Cetus, a prominent decentralized exchange (DEX) on the Sui network, is suspected of suffering a major exploit that may have resulted in the loss of more than $200 million in digital assets. Despite the severity of the incident, the Cetus team has so far described it as a “bug,” raising concerns about transparency.
Data from Cetus pools indicates that the DEX processed approximately $2.9 billion in transaction volume in a single day an astonishing 89% surge from $320 million just one day prior. This spike, paired with massive token devaluations, has fueled speculation of a coordinated exploit.
Some of the hardest-hit tokens include Lombard Staked BTC (LBTC) and AXOLcoin (AXOL), both of which saw catastrophic price drops. While LBTC has since shown a modest 4% recovery on external platforms like CoinMarketCap, AXOL appears to have lost nearly 99.5% of its value. The wallet address allegedly tied to the exploit is reportedly holding substantial amounts of digital assets.
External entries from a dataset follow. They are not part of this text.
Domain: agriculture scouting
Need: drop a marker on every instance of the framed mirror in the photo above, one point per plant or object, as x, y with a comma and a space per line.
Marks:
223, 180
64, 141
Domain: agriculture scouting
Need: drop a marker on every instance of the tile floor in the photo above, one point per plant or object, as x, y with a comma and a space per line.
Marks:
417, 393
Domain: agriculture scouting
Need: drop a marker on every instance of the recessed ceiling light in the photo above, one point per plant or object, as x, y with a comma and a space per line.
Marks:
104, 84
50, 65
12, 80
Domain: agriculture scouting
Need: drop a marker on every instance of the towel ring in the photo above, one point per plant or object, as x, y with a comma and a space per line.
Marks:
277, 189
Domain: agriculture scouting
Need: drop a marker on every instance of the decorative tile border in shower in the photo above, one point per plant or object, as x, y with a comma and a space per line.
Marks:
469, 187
Smart contract paused amid investigation
Cetus confirmed the detection of an incident via its official X profile and announced the temporary suspension of its smart contract for safety reasons. The team added that an internal investigation is underway, though no detailed public explanation has yet been provided.
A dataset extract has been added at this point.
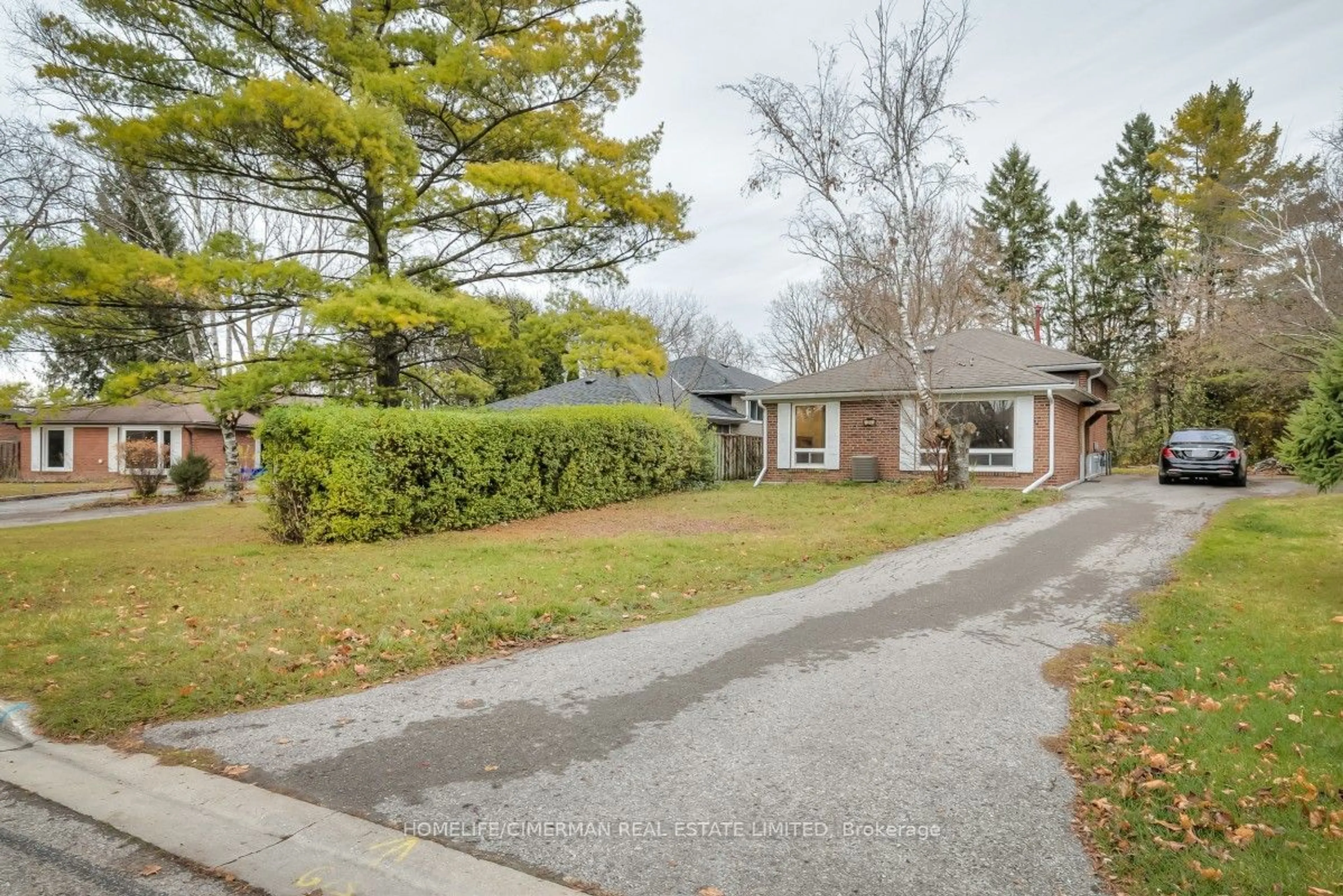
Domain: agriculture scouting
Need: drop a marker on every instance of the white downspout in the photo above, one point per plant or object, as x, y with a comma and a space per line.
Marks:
1051, 471
765, 442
However, several blockchain analytics firms remain skeptical of the project’s initial explanation. AMLBot, a blockchain compliance platform, told Cointelegraph that roughly $212 million was observed being bridged to Ethereum at a pace of $1 million per minute raising red flags.
“A level of urgency like that suggests there may be more to the story than a simple bug,” a spokesperson for AMLBot said, referencing statements from Cetus team members on Discord.
Onchain Lens, a blockchain analytics service, also weighed in. In a post on X, the platform claimed that the alleged attacker had gained control over all SUI-denominated pools on Cetus and had begun exploiting additional assets, including USDC.
The rapid fund transfers, conflicting narratives, and sharp token devaluations have led many in the Web3 community to question whether the incident is a case of technical failure—or a more severe security breach.